问题
I want to know whether a list "A" has already been sorted by its values (in strictly ascending order). I thought about making a copy of the list (=> "B") and comparing it to "A" ordered by its values (using ASC
). At the current state, I have no idea how to create a copy of a list. Maybe there is another easier way to solve this problem (using Cypher).
回答1:
If you don't want to/can't use APOC you can sort the list by using
UNWIND list as item
WITH list,item ORDER BY item
It is a bit clunky because you need to carry forward all variables you need in all the WITH
statements.
Example:
WITH [1,2,3,4] as list
UNWIND list as item
WITH list,item ORDER BY item
WITH list,collect(item) as sorted
return list,sorted,list=sorted
returns
╒═════════╤═════════╤═════════════╕
│"list" │"sorted" │"list=sorted"│
╞═════════╪═════════╪═════════════╡
│[1,2,3,4]│[1,2,3,4]│true │
└─────────┴─────────┴─────────────┘
However
WITH [1,2,3,1] as list
UNWIND list as item
WITH list,item ORDER BY item
WITH list,collect(item) as sorted
return list,sorted,list=sorted
returns
╒═════════╤═════════╤═════════════╕
│"list" │"sorted" │"list=sorted"│
╞═════════╪═════════╪═════════════╡
│[1,2,3,1]│[1,1,2,3]│false │
└─────────┴─────────┴─────────────┘
Or you could use the reduce
function, this avoids sorting the list and iterates over the list only once:
WITH [1,2,3,4] as list
WITH reduce(result = true, i in range(0,size(list)-2) | result AND list[i] <= list[i+1]) AS sorted
return sorted
回答2:
You can test the original list
directly, which should be faster and use fewer resources than doing a new sort and/or creating a copy of the list.
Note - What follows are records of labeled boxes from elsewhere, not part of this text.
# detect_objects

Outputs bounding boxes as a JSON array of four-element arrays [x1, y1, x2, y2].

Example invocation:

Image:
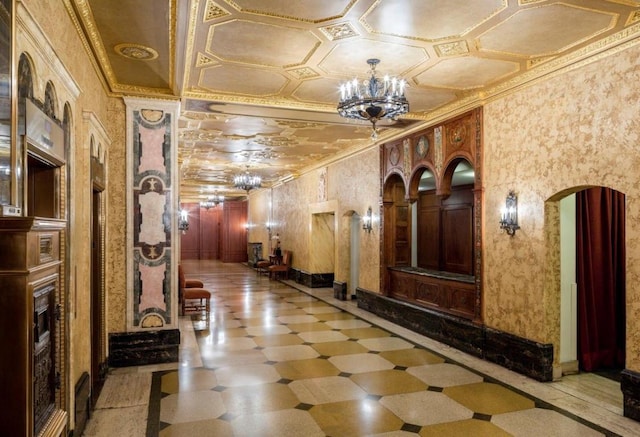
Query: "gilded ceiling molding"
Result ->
[[65, 0, 177, 96], [203, 0, 231, 23], [182, 0, 200, 94], [276, 119, 327, 129], [423, 24, 640, 125], [169, 0, 178, 87], [320, 21, 360, 41], [433, 40, 469, 58], [113, 43, 158, 61], [624, 11, 640, 26], [64, 0, 114, 95], [112, 83, 180, 100], [183, 88, 336, 113], [225, 0, 358, 24], [358, 0, 508, 42], [527, 56, 557, 70], [287, 67, 320, 80], [196, 52, 217, 68], [607, 0, 640, 7]]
For example, this will return true
:
WITH [1,2,3,4] AS list
RETURN ALL(i IN RANGE(1, SIZE(list)-1) WHERE list[i-1] <= list[i]) AS inOrder
And if list
was [4,1,2,3]
, then the above query would return false
.
回答3:
There are collection functions in the APOC Procedures that can help you out, especially apoc.coll.sort()
and apoc.coll.sortNodes()
depending on whether they're primitive values or nodes.
As for creating a list copy, you can use a list comprehension to perform a projection of the elements of a list like so:
WITH [1,2,3,4,5] as list1
WITH list1, [n in list1 | n] as list2
...
As far as comparisons go, equality comparisons between list do include ordering, so for the above, RETURN list1 = list2
would be true since they contain the same elements in the same order. But shuffling one of the lists like so: RETURN list1 = apoc.coll.shuffle(list2)
would return false since the order is different.